Religious Minority Activist Expelled from University Without Explanation

Mostafa Daneshjou, a formerly imprisoned lawyer and member of a Sufi religious order known as the Gonabadi Dervishes, has been expelled from university without explanation, the Center for Human Rights in Iran (CHRI) has learned.

“I think the reason why they expelled me was my belief in the Gonabadi order,” Daneshjou told CHRI. “I have always defended the dervishes and I spent almost four years in prison for it.”

“I think that’s why the Intelligence Ministry is taking away my rights,” he added. “Usually these expulsion orders are issued by the Intelligence Ministry’s document verification office and they decide who can and can’t study at the university.”

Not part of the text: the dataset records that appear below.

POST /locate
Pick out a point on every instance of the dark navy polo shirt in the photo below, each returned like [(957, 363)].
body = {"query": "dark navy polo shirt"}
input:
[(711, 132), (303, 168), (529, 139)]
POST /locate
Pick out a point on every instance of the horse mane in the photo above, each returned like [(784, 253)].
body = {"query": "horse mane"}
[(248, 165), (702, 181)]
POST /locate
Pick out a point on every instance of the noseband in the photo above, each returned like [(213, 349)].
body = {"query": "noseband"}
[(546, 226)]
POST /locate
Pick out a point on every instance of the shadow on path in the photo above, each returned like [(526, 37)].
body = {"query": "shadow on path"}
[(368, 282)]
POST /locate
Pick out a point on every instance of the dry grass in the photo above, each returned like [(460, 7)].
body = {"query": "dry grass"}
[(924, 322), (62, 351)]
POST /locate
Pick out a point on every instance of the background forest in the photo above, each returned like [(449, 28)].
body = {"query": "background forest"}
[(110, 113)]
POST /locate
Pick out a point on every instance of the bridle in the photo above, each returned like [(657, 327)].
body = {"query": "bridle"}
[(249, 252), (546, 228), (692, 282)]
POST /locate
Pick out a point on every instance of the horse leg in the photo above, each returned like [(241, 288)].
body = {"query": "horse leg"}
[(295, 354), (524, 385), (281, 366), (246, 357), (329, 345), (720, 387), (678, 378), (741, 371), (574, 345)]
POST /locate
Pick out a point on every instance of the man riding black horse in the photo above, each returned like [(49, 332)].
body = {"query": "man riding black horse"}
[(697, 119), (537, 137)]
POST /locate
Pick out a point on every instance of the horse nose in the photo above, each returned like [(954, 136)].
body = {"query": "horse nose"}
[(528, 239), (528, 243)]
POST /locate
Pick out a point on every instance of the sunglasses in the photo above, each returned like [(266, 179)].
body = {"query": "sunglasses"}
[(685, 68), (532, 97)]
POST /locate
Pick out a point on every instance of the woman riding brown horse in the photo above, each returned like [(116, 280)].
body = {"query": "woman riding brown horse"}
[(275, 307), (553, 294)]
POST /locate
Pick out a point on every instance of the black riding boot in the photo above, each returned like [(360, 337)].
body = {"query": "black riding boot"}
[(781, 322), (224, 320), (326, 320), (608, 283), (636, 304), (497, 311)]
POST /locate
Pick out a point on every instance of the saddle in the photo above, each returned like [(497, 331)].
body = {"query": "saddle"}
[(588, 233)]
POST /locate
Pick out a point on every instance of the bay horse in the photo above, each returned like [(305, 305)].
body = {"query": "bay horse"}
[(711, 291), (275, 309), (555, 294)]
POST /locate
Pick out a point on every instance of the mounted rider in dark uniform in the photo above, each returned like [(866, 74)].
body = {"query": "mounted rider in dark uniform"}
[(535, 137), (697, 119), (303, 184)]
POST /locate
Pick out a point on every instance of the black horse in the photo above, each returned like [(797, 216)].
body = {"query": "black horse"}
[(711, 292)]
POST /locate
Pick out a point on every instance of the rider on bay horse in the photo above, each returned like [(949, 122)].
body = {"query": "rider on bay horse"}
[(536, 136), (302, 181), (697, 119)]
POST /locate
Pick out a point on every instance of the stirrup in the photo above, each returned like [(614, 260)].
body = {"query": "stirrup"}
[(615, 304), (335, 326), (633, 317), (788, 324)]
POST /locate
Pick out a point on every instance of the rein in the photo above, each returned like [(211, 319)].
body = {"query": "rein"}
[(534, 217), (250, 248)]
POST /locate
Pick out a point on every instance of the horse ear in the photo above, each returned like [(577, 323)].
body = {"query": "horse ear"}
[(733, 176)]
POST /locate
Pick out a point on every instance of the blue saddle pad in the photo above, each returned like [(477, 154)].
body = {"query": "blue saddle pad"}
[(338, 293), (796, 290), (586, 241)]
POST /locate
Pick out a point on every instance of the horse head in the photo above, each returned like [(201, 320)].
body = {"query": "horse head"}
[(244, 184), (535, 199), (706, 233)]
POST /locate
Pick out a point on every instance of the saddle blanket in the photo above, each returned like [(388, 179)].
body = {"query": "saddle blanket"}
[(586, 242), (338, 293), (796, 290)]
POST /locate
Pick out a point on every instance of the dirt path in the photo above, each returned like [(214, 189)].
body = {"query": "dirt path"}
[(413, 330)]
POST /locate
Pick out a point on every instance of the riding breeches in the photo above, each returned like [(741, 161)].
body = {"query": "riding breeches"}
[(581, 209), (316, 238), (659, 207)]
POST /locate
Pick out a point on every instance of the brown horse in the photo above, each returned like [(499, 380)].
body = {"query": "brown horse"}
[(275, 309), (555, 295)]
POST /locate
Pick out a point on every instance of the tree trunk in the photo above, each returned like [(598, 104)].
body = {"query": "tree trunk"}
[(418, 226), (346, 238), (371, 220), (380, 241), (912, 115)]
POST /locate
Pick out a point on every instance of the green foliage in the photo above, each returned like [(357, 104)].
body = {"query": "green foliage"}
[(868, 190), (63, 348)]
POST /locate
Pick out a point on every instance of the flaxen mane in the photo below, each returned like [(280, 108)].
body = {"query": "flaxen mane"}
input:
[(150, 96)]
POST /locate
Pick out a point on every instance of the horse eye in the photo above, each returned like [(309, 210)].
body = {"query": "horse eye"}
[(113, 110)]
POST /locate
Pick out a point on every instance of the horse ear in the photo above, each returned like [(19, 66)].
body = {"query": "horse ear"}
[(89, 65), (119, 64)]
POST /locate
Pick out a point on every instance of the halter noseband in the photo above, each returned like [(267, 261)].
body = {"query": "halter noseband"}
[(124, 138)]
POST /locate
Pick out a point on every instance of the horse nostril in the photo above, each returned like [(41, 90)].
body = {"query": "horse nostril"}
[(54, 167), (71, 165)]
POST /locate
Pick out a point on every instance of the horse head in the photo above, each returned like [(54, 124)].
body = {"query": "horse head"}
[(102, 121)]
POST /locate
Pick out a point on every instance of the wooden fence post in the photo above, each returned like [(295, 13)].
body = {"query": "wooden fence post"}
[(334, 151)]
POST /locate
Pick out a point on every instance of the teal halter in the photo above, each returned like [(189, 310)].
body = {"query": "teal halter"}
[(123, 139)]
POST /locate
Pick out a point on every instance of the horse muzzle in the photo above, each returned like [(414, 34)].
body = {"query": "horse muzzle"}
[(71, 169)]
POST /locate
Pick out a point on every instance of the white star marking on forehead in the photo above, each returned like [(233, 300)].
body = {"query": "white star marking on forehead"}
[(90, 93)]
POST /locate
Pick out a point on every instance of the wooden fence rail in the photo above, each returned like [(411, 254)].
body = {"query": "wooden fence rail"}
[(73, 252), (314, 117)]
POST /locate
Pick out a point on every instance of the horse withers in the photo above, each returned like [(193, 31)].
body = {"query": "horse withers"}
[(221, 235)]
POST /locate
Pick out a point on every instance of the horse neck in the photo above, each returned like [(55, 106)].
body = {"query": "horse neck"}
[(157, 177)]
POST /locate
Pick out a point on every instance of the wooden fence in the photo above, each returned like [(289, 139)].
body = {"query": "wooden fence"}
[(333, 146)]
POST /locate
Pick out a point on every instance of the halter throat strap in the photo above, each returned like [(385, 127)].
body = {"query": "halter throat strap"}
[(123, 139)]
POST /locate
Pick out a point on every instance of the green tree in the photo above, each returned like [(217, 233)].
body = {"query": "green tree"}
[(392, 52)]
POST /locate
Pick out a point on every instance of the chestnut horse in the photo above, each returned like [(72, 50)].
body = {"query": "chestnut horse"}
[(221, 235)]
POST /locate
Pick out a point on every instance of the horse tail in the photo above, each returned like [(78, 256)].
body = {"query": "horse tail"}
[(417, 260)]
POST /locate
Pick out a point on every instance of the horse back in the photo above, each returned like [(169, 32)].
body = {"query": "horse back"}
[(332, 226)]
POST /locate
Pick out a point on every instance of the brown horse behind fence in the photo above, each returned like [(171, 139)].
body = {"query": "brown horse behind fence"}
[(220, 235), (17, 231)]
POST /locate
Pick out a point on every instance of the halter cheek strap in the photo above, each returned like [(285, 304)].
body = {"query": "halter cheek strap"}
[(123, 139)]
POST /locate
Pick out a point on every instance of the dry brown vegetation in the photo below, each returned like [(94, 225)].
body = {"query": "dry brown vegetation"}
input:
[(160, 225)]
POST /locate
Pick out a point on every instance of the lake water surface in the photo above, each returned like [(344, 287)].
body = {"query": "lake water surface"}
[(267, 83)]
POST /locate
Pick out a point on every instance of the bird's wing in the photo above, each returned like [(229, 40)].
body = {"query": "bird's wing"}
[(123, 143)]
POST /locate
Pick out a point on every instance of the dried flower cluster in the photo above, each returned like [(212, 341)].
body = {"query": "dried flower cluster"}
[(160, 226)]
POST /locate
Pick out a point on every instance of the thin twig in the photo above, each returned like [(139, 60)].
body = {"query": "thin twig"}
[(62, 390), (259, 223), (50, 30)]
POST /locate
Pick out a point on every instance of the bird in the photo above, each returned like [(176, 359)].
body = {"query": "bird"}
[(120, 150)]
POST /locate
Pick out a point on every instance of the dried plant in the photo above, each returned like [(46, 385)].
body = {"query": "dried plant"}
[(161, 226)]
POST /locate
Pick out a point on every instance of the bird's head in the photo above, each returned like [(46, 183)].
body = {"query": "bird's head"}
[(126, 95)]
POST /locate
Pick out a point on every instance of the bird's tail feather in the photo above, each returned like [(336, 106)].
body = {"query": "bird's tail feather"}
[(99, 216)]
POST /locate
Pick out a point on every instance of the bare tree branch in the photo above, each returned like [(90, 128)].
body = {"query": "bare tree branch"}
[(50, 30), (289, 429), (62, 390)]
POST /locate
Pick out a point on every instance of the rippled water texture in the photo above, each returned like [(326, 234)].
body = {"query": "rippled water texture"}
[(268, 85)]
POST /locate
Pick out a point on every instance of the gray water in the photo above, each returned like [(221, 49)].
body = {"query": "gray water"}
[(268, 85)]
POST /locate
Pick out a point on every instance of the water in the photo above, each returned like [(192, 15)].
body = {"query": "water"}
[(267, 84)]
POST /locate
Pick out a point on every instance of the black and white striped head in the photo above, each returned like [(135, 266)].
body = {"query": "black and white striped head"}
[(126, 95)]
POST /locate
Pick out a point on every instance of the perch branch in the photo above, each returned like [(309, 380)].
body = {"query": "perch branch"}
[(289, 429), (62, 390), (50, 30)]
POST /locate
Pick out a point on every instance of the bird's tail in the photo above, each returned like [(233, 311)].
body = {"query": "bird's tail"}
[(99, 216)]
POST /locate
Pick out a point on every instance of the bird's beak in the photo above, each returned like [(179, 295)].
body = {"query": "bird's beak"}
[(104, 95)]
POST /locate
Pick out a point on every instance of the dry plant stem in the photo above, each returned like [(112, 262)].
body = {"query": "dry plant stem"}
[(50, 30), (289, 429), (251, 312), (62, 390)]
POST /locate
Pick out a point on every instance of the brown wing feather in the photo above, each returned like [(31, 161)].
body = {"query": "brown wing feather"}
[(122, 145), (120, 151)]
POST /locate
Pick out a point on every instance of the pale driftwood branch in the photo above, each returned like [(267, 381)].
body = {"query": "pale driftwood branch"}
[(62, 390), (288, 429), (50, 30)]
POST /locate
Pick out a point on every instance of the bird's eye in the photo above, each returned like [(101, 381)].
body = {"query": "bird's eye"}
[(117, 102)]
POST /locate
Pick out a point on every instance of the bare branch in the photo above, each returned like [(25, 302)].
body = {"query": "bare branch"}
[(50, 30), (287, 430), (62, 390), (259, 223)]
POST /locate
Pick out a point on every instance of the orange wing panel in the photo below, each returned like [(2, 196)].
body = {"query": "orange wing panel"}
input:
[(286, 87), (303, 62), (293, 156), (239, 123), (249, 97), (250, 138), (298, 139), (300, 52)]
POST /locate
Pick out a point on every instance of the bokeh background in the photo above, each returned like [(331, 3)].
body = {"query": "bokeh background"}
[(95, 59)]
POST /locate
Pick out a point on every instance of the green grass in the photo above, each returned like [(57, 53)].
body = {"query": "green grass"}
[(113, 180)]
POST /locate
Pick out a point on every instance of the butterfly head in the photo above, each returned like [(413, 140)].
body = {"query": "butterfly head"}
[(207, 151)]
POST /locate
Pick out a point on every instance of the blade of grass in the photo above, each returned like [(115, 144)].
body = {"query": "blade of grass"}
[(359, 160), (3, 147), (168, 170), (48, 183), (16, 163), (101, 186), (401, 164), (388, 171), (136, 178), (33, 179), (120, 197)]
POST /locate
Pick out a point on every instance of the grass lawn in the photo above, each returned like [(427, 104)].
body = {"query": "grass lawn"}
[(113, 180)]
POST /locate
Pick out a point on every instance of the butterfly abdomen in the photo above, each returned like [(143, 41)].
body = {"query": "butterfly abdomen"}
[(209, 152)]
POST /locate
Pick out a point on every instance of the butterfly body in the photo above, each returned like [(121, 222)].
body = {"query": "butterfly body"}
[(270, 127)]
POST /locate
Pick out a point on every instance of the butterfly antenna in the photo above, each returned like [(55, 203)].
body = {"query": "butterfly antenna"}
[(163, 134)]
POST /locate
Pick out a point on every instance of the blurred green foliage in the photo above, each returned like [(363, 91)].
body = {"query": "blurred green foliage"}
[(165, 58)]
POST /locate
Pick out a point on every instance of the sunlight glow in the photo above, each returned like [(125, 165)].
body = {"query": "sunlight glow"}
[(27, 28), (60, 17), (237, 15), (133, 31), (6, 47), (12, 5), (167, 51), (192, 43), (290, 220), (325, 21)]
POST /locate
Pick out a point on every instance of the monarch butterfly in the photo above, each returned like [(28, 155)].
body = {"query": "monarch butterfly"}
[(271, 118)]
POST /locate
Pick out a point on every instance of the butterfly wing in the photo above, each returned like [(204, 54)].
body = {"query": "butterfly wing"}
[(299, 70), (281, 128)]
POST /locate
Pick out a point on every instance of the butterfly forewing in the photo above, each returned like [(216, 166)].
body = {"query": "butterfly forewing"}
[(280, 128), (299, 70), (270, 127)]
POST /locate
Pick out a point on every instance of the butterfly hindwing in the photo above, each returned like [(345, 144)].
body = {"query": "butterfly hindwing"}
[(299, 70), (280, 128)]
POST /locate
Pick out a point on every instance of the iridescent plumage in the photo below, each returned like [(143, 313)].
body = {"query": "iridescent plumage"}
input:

Daneshjou was finishing his second term in criminology at the Islamic Azad University of Tehran as a graduate student when he received the news in a phone call from the university’s administrative office on May 20, 2017.

“They told me that according to an order from the university’s central security office, I have been banned from continuing my education, but they did not say why they reached that decision,” Daneshjou told CHRI.

“The next day I filed a complaint and demanded a written explanation,” he added. “I will wait and see. If I don’t hear back from them, I will take my case to the appropriate judicial authorities.”

Daneshjou started working as a lawyer in 2003, but was banned from practicing law in 2007 because of his peaceful advocacy in defense of the rights of Gonabadi Dervishes, which follow a different interpretation of Islam than Iran’s ruling Shia establishment.

Iran’s security establishment views other Muslim sects, religions and any other alternative belief system, especially those seeking converts, as a threat to the prevailing Shia order.

In September 2012, Daneshjou and six other Gonabadi lawyers—Hamidreza Moradi, Amir Eslami, Reza Entesari, Afshin Karampour, Farshid Yadollahi and Omid Behrouzi—were sentenced to prison terms ranging from four to seven years each for the charges of “spreading falsehoods,” “propaganda against the state” and “assembly and collusion against national security” for their alleged administration of the Majzooban-e Noor website, which provided news about the Dervishes.

The prisoners were all granted early conditional release in 2015.